CV
Summary
Ph.D. Candidate in Computational Science specializing in Biosignal Data Engineering, Statistical Modeling, and Automated Analytics Pipelines. Expert in architecting canonical data representations for high-dimensional signals and building versioned, reproducible data products using Python, R, and SQL. Passionate about bridging rigorous mathematical theory—such as Riemannian geometry and domain adaptation—with scalable, production-grade infrastructure.
Education
- Ph.D. in Computational Science (Data Analytics Track), University of Massachusetts Boston, Expected May 2026
- M.S. in Analytics and Modelling, Valparaiso University, May 2018
- B.Eng. in Electrical and Electronics Engineering, Chongqing University, China, Jun 2014
Research & Professional Experience
- Doctoral Researcher (Biosignal Analytics & Infrastructure)
University of Massachusetts Boston Sep 2019 - Present - Multi-Center Data Harmonization: Unified heterogeneous benchmarks (Physionet, BNCI) into a canonical data pipeline. Solved schema inconsistencies across datasets, enabling large-scale cross-study retrospective analysis.
- Scalable Pipeline Architecture: Optimized parallel workflows on Linux HPC clusters (Slurm). Refactored legacy code into efficient R/Python scripts, reducing cross-validation latency for TB-scale data from days to hours.
- Data Quality & Robustness: Developed a geometric framework to decouple biological signal drift from system noise. Constructed a “Robustness Atlas” to monitor pipeline sensitivity, serving as a QA layer for analytics outputs.
- Product-Oriented Model Selection: Operationalized a “Linear-First” deployment rule. Demonstrated that simple, robust linear baselines matched Deep Learning accuracy with 60% less compute, prioritizing maintainability over complexity.
- Instructor of Record (Math Department)
University of Massachusetts Boston Sep 2023 - Sep 2025 - Courses Taught: College Algebra (Math 115), Pre-Calculus (Math 130), and Calculus I (Math 140).

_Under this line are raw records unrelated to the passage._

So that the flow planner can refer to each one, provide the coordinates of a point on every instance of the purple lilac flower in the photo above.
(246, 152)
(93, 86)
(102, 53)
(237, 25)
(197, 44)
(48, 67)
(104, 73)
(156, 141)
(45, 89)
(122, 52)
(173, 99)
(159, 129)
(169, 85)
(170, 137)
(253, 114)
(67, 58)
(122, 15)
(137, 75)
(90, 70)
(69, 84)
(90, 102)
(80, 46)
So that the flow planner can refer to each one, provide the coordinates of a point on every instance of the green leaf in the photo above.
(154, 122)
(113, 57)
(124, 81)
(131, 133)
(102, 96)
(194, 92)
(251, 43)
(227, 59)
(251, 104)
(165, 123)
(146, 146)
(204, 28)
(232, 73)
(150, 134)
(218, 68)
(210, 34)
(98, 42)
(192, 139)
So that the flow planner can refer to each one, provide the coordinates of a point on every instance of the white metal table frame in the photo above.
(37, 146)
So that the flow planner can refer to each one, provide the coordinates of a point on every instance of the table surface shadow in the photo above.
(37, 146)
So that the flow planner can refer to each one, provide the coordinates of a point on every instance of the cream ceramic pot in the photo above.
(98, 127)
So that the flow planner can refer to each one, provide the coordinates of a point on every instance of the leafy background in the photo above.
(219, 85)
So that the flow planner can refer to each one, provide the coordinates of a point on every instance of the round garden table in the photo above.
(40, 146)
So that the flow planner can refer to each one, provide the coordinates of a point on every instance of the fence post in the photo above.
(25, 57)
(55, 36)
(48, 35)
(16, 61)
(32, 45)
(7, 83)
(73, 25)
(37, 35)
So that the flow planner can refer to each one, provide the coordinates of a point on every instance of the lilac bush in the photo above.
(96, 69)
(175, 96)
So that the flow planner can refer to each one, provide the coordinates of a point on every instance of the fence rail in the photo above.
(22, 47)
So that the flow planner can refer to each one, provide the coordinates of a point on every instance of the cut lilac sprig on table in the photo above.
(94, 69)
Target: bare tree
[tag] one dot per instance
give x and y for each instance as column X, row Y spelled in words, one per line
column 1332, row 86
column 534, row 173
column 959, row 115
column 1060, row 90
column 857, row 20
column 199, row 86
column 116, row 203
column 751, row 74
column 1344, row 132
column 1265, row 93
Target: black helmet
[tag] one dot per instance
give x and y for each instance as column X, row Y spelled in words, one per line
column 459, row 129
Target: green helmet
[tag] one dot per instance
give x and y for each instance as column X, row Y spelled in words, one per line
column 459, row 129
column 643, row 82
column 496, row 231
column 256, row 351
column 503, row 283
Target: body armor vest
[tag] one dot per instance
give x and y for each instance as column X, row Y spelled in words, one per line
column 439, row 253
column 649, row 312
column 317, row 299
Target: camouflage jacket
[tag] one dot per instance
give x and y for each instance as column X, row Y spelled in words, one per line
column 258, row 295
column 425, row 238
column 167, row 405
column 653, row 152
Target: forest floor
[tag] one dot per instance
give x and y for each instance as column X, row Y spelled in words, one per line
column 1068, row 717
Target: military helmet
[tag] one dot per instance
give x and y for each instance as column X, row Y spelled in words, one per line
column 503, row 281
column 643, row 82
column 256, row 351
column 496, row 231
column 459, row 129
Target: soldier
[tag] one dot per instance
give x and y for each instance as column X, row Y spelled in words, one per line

- Role: Designed curriculum, delivered lectures, and managed grading for classes of 30+ students. Synthesized complex quantitative concepts into accessible insights for diverse stakeholders.
- Data Engineer
China Mobile IoT Company Limited, Chongqing, China Jul 2014 - Aug 2016 - High-Volume SQL Analytics: Designed and maintained SQL transformations for high-frequency time-series data from millions of IoT sensors.
- System Reliability: Built dashboards to visualize network anomalies and data flow health, supporting operational decision-making.
Open Source Software & Tooling
- Lead Developer: DA4BCI (R Package)
- Data Harmonization: Architected a modular R package to standardize Transfer Learning workflows. Implemented canonical transformations (Riemannian Alignment, Optimal Transport) to mitigate distributional shifts.
- Reproducibility: Built automated testing suites and versioned documentation (CRAN-style) to ensure consistent metric generation.
- Developer: EEG-Feature-Engineering (Pipeline)
- Automated Processing: Engineered a scalable pipeline to transform raw biosignals into structured feature sets, mapping complex SPD manifolds into vector spaces for SQL-compatible storage.
- Reliability: Decoupled computation logic from inference APIs to prevent data leakage in production environments.
- Developer: eegwhiten (Data Quality Utility)
- Developed specialized whitening transforms to normalize high-dimensional covariance matrices, ensuring data quality and statistical validity before modeling.
Technical Skills
- Data Engineering & Pipelines: Automated ETL Workflows, CI/CD Concepts, Data Modeling, Version Control (Git), Docker, Linux/HPC (Slurm).
- Languages: SQL (Complex Transformations), Python (Pandas, NumPy, PyTorch), R (Package Development, Tidyverse), Bash/Shell.
- Biosignal Analytics: EEG Feature Extraction, Canonical Data Representation, Artifact Rejection, Clinical Metadata Integration.
- Mathematics & Modeling: Signal Processing (DSP), Covariance Matrix Estimation, Convex Optimization, Riemannian Geometry, Bayesian Inference.
Awards & Community
- Silver Medal (Top 5%), Kaggle (HMS - Harmful Brain Activity Classification), 2024
- Doctoral Fellowship, University of Massachusetts Boston, 2019 - 2025
- Volunteer Data Scientist, Statistics Without Borders, 2020 - 2021
- SAS Certified, Applied Econometrics and Data Science, 2018
Selected Manuscripts & Presentations
- Shen, Y., et al. Drift-Feature-Performance Decomposition via Structured Geometric Modeling. (Under Review).
- Shen, Y., et al. Confidence-Gated Adaptation for Cross-Session BCI. (Under Review).
- Invited Talk: Benchmarking Classification Pipelines Within and Cross Sessions on the PhysioNet EEG Dataset. MIND Seminar, Inria, France. (Jun 2025).